Such a season for sadness this has been.

The Woodspurge

Dante Gabriel Rossetti

The wind flapped loose, the wind was still,
Shaken out dead from tree and hill:
I had walked on at the wind's will,--
I sat now, for the wind was still.

Between my knees my forehead was,--
My lips, drawn in, said not Alas!
My hair was over in the grass,
My naked ears heard the day pass,

My eyes, wide open, had the run
Of some ten weeds to fix upon;
Among those few, out of the sun,
The woodspurge flowered, three cups in one.

From perfect grief there need not be
Wisdom or even memory:
One thing then learnt remains to me,--
The woodspurge has a cup of three.




Sunday, November 23, 2008

Emily Dickinson's Black Cake

The time has come, once again, to bake Emily Dickinson's black cake. This is a brandy-fortified currant cake, similar to more typical fruit cakes except that it doesn't have any red and green maraschino cherries.

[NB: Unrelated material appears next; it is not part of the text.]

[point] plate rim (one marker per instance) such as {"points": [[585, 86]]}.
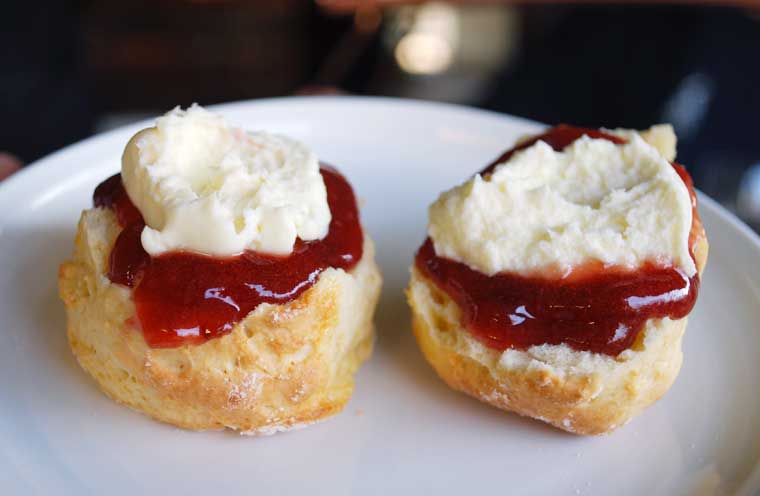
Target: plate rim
{"points": [[32, 172], [27, 172]]}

It's beautiful, moist, and delicious and is good for mailing to relatives as well as for quenching unruly children who refuse to go to bed on Christmas Eve.

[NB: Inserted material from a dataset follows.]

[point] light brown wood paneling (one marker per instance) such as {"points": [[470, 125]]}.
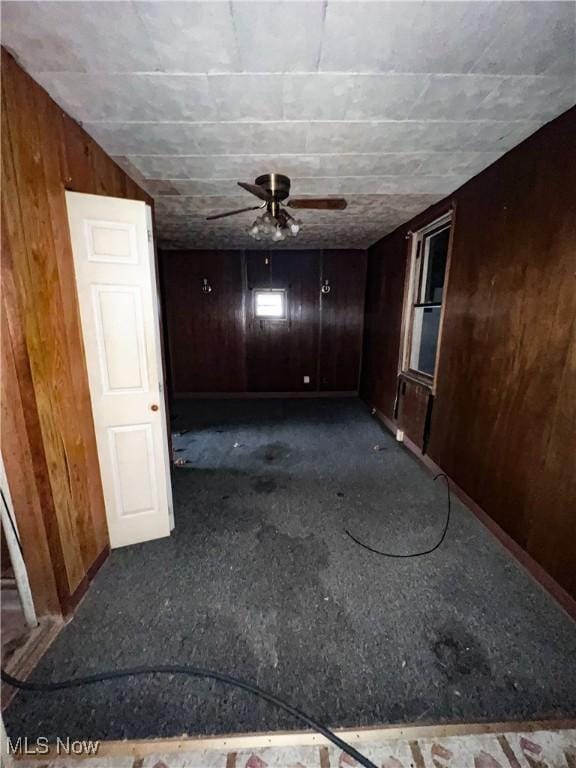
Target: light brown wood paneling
{"points": [[504, 418], [44, 153]]}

My mother-in-law used to be the curator of Emily Dickinson's house in Amherst (and someday I can chat about what it was like to sleep in the room next to the white dress and to eat Christmas breakfast while tourists pressed their noses against the kitchen window to see us in our pajamas), and she reworked Em's recipe for giants into one that is more manageable for modern stoves and appetites. In turn, I've also made some changes to the fruit types and quantities. But that's the story of poetry and cookery: somebody always comes along and messes with tradition.

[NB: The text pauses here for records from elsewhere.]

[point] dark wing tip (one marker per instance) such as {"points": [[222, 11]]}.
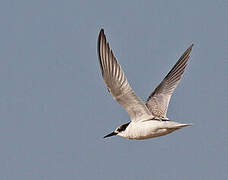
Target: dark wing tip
{"points": [[101, 38]]}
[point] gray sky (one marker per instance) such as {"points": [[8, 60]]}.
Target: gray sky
{"points": [[55, 109]]}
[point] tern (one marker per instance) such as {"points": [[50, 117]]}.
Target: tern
{"points": [[148, 120]]}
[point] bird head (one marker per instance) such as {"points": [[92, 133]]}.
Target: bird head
{"points": [[119, 130]]}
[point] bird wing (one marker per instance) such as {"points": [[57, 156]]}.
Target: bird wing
{"points": [[117, 83], [159, 99]]}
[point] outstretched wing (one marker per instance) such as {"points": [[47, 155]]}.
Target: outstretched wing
{"points": [[117, 83], [159, 99]]}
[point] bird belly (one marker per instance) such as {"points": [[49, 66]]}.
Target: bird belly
{"points": [[145, 130]]}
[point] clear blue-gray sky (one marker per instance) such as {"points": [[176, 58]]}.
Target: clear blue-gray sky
{"points": [[55, 109]]}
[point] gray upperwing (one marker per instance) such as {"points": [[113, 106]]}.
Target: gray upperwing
{"points": [[117, 83], [158, 100]]}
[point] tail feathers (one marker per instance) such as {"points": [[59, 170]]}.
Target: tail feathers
{"points": [[178, 126]]}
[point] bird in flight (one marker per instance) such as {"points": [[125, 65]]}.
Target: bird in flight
{"points": [[148, 120]]}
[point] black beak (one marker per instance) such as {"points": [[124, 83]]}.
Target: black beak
{"points": [[111, 134]]}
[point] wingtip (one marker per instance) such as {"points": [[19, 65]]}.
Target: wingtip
{"points": [[101, 32], [191, 46]]}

If you want a copy of this recipe, let me know. I'll be glad to share it. 

Saturday, November 22, 2008

Working on my Bronte essay today. It goes slowly.

The wind is cold; the sky is grey; the fire spits and groans in the stove. One of my sons has spent all morning trying to electrify a ukelele. The other is wiggling a loose tooth and singing, "This old man, he played one . . . " over and over. That's just the kind of day this is.

I should be vacuuming. But I'm working on my essay and thinking about poor Charlotte, who wasn't always "poor Charlotte." That's more or less what the essay's about: self-mythology . . . a problem my husband declares that I also have. Maybe I caught it from her.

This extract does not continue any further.